1919

19th Amendment Approved by Congress

Though ratification wouldn’t come until 1920, on May 21, 1919, a proposed amendment to prohibit limiting the right to vote based on sex finally passed the House of Representatives. The Senate approved the amendment on June 4, 1919 and sent it to the States for ratification.

Suffrage legislation had come before Congress numerous times since its initial introduction in 1878. Suffragists had been agitating for change through parades and picketing since 1913, when Alice Paul and Lucy Burns organized a parade at the White House that led to riots. Disagreements between how best to achieve suffrage led to the creation of the National Women’s Party (NWP), which broke away from the National American Women Suffrage Association (NAWSA). NAWSA wished to achieve suffrage through lobbying politicians and working with state governments. NWP preferred more direct action and continued picketing and marching, often enduring extreme punishment, including workhouse sentences.

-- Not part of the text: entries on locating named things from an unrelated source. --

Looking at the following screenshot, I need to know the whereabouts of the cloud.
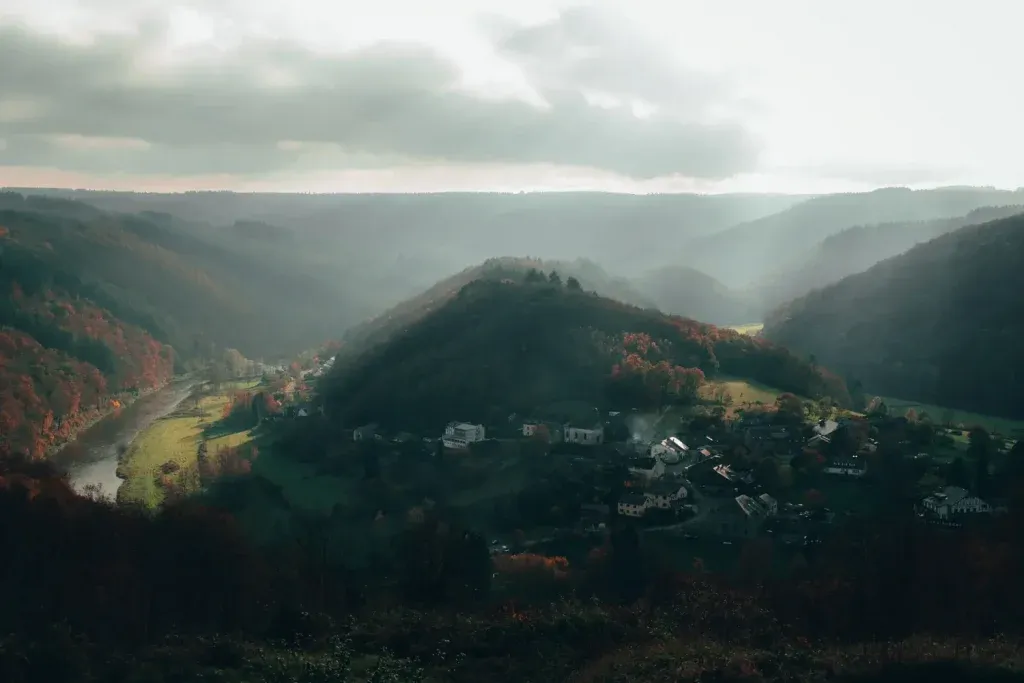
[0,10,758,179]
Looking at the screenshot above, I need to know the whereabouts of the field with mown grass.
[118,382,258,508]
[881,396,1024,439]
[732,323,765,335]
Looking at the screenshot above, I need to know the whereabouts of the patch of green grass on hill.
[882,396,1024,443]
[732,323,765,335]
[700,377,782,408]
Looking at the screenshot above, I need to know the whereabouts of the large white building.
[441,422,484,449]
[563,424,604,445]
[921,486,992,519]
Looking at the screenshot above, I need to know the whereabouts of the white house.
[618,494,647,517]
[644,481,687,509]
[441,422,483,449]
[921,486,992,519]
[758,494,778,515]
[650,436,689,465]
[822,456,867,477]
[629,458,665,479]
[563,424,604,445]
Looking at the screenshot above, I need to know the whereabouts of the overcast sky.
[0,0,1024,193]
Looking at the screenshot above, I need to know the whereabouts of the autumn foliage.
[611,333,705,407]
[495,553,569,579]
[0,282,174,458]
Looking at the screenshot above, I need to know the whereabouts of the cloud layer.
[0,9,758,179]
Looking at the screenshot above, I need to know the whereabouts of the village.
[331,395,1013,552]
[243,350,1015,573]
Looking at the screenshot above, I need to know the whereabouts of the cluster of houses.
[344,401,992,543]
[522,420,604,445]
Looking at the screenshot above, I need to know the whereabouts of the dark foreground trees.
[0,454,1024,683]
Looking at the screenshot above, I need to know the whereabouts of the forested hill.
[321,280,850,428]
[633,265,763,325]
[0,193,351,357]
[19,189,807,276]
[0,193,346,457]
[679,187,1024,289]
[763,215,1024,418]
[335,256,654,353]
[751,198,1024,311]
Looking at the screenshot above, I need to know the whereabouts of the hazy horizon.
[0,0,1024,195]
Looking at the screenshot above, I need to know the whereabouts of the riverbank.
[117,381,259,508]
[44,375,190,460]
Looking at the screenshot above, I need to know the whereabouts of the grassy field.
[882,396,1024,438]
[253,449,360,514]
[118,382,256,508]
[732,323,765,335]
[700,377,781,408]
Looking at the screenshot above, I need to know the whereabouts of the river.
[53,378,198,499]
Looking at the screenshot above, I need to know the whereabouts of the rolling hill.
[22,189,807,276]
[633,265,762,326]
[335,256,655,352]
[679,187,1024,289]
[762,215,1024,418]
[321,279,850,429]
[751,205,1024,319]
[0,193,356,458]
[0,193,354,356]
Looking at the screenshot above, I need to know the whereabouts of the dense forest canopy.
[750,205,1024,313]
[634,265,761,325]
[680,187,1024,288]
[322,271,850,426]
[0,193,352,356]
[764,215,1024,418]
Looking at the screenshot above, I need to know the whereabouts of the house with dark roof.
[921,486,992,519]
[618,494,647,517]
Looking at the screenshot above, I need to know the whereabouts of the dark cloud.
[0,12,757,178]
[489,6,734,115]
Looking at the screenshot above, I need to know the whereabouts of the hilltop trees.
[321,281,849,428]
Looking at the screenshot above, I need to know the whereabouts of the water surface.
[53,379,197,499]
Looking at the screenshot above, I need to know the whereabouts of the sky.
[0,0,1024,193]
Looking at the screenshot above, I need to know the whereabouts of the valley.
[0,185,1024,683]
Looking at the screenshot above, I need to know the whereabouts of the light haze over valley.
[0,0,1024,683]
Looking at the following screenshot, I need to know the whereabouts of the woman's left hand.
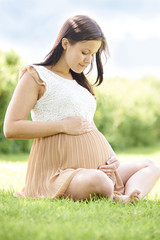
[97,156,120,177]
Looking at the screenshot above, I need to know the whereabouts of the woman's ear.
[62,38,69,50]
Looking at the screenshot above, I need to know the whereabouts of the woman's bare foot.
[113,189,141,203]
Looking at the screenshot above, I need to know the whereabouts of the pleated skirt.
[14,127,124,198]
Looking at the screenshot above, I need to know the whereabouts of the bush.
[95,78,160,149]
[0,50,160,153]
[0,50,32,153]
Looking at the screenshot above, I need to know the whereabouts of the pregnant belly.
[54,128,110,169]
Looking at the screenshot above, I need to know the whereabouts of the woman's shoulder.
[18,64,45,85]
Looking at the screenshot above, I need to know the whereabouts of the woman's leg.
[64,169,114,200]
[117,159,160,199]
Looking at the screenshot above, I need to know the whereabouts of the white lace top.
[31,65,96,122]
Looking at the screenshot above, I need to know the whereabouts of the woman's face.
[62,39,102,73]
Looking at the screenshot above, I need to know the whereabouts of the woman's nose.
[85,55,92,64]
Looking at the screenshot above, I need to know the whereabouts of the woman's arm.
[4,72,91,139]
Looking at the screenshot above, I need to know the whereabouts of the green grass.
[0,190,160,240]
[0,144,160,240]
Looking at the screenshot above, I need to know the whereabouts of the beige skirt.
[14,127,124,198]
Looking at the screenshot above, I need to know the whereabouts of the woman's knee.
[88,170,114,198]
[65,169,114,200]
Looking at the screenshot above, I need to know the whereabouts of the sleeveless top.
[31,65,96,122]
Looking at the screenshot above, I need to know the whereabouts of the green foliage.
[0,50,31,153]
[0,50,160,153]
[94,78,160,149]
[0,190,160,240]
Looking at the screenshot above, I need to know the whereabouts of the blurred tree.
[0,50,31,153]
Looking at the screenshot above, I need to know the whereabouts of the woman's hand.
[61,117,93,135]
[97,156,120,177]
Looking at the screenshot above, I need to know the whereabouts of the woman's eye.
[82,52,88,55]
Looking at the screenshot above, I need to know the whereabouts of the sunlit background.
[0,0,160,79]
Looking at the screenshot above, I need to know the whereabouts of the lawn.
[0,144,160,240]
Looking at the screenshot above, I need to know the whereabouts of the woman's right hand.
[61,117,93,135]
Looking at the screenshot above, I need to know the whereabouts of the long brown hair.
[36,15,109,95]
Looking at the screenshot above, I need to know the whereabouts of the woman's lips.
[79,64,87,68]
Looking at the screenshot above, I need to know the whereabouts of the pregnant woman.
[4,15,160,201]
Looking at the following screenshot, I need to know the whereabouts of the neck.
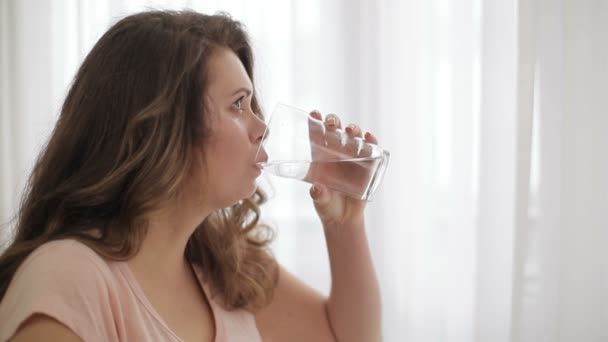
[128,195,211,282]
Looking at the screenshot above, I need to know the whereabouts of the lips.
[255,148,268,165]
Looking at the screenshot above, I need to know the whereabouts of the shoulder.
[0,239,119,341]
[7,239,110,292]
[255,266,335,341]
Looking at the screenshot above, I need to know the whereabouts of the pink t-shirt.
[0,239,262,342]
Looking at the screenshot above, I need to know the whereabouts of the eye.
[232,96,245,112]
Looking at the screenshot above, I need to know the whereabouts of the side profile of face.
[193,48,266,209]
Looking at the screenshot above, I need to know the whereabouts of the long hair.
[0,11,278,310]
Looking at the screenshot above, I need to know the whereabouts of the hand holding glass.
[256,104,390,201]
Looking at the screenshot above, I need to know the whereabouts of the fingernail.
[312,184,321,197]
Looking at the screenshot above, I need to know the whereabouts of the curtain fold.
[0,0,608,342]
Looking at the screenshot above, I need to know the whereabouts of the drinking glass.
[256,103,390,201]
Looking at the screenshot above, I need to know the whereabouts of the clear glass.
[256,103,390,201]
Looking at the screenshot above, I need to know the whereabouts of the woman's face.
[195,48,267,209]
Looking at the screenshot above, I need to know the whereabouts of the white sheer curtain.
[0,0,608,342]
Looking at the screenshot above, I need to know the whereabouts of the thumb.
[310,184,331,206]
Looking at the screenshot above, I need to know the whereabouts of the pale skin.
[12,49,381,342]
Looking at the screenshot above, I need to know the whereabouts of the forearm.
[325,222,382,342]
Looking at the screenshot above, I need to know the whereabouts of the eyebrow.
[231,87,252,96]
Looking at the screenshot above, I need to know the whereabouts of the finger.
[344,124,363,157]
[365,132,378,145]
[325,114,342,131]
[344,124,362,138]
[308,110,326,147]
[325,114,342,150]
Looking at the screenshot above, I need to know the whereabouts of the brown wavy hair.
[0,11,278,310]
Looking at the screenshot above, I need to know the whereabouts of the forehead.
[208,48,252,100]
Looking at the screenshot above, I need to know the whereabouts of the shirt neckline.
[117,261,224,342]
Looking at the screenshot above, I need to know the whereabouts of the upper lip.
[255,148,268,164]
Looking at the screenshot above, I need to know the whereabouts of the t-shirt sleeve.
[0,240,117,341]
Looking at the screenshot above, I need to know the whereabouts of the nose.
[253,115,268,144]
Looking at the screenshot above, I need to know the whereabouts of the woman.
[0,11,381,341]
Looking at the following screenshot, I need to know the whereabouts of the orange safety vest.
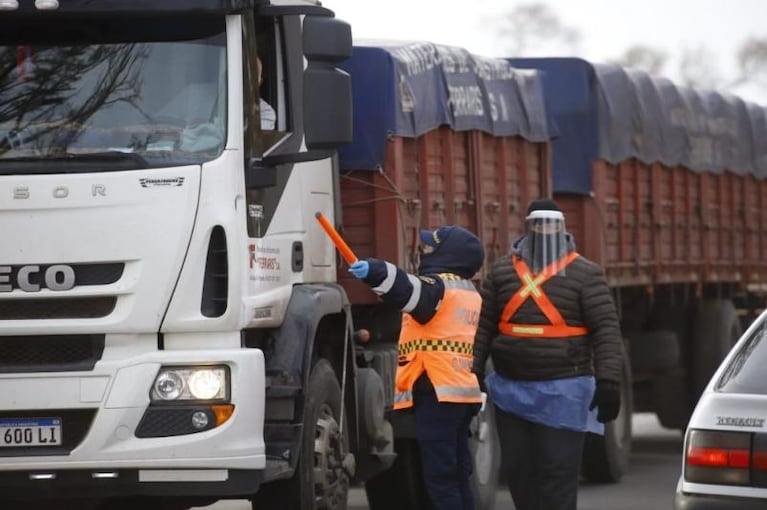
[498,251,589,338]
[394,274,482,409]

NAWSA argued that women’s participation in the First World War effort had proven their patriotism and their right to suffrage. This argument finally won over President Woodrow Wilson in 1918, who was previously anti-suffrage. Despite Wilson’s appeal to Congress to pass the suffrage amendment, it took five votes and a special Congressional session before passing. The Nineteenth Amendment reads, "The right of citizens of the United States to vote shall not be denied or abridged by the United States or by any State on account of sex."

Despite the suffrage movement's links to slavery opposition, many suffrage organizations overlooked women who were not white. Many Black women and other women of color remained disenfranchised and unable to exercise their right to vote until the Voting Rights Act of 1965.